Le angustie apparenti della pratica sono immensamente più ampie della presunta larghezza della speculazione o di qualsiasi misticismo del cuore.

Lo spirito senza la lettera non è più lo spirito.

La verità non vive affatto nella forma astratta e universale del pensiero.

L'unico commento che la lasci intatta è la pratica, che rinnova in ogni intelligenza il mistero del suo concepimento, e la immette interamente in ciascuna di esse con la ricchezza dei suoi aspetti contrari.

È scientificamente accertato che il cielo si trova tanto sotto i nostri passi quanto sopra le nostre teste.

Ma, poiché noi camminiamo e viviamo ancora sulla terra, è precisamente nelle bassure dell'atto che occorre vedere, nonostante l'ostacolo, il cielo che si estende al di là.

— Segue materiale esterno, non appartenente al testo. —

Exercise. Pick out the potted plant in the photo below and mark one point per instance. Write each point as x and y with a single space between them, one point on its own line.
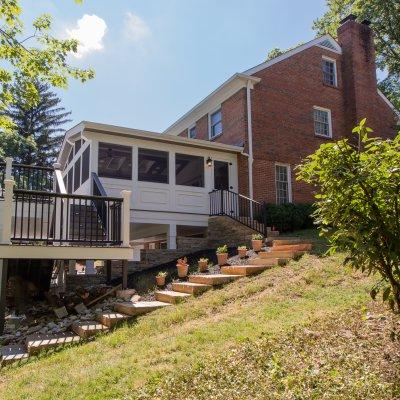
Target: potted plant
256 241
222 254
183 267
242 250
203 264
160 278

La lettera va desunta dalla lettera, perché soltanto in essa, e non nell'interpretazione che se ne darebbe, si cela la realtà dell'operazione che essa prescrive.

La lettera non è anzitutto pensata, ma è soprattutto praticata.

E se nella sua stessa oscurità si danno parole chiare e penetranti come uno sguardo innamorato, ciò avviene a condizione che esse risultino decisive e taglienti come la spada dell'azione.

In questo modo, a poco a poco, si rivela l'ambizione totale della volontà, la quale cercava se stessa senza dapprima conoscersi interamente.

È avanzando la pretesa di adeguare effettivamente la propria potenza che essa cessa di trovare la sua sufficienza soltanto in se stessa.

Volevamo, sembra, fare tutto da noi.

Ed ecco che, attraverso questo progetto, siamo indotti a riconoscere che non facciamo nulla, e che solo Dio agendo in noi ci consente di essere e di fare quello che vogliamo.

Quindi quando vogliamo pienamente, è lui, è la sua volontà che vogliamo.

Chiediamo che egli sia, che sorregga, porti a compimento, e prenda sotto le sue ali tutte le nostre operazioni.

Siamo nostri unicamente per fare appello e consegnarci a lui.

La nostra vera volontà è di non avere altra volontà che la sua.

E il trionfo della nostra indipendenza consiste nella nostra sottomissione.

Sottomissione e indipendenza ugualmente reali.

Infatti quello che dobbiamo ottenere è che il nostro volere si regoli sul suo, e non il suo sul nostro.

E quando, grazie a questa libera sostituzione, riconosciamo che egli compie tutto in noi, ma tramite noi e insieme a noi, proprio allora egli ci consente di aver compiuto tutto.

Noi partecipiamo liberamente alla sua libertà necessaria.

Accettando che egli sia in noi quello che è in sé, otteniamo di essere a nostra volta quello che lui stesso è, Ens a se.

Arriviamo all'indipendenza solo attraverso l'abnegazione, ma vi dobbiamo arrivare.

Ciò che è impossibile rispetto all'intelletto e col solo sforzo del pensiero diventa una realtà nella prassi.

Questa coniuga in una sintesi perfetta due nature in apparenza incompatibili.

Pur essendo sole, le volontà possono entrare in connubio così, in modo da non formare che una sola cosa in una stretta cooperazione, ut unum sint.

Per questo all'azione soltanto è attribuito il potere di manifestare l'amore e di conquistare Dio.

Tutto quanto precede non costituisce altro che un insieme di condizioni subordinate all'azione.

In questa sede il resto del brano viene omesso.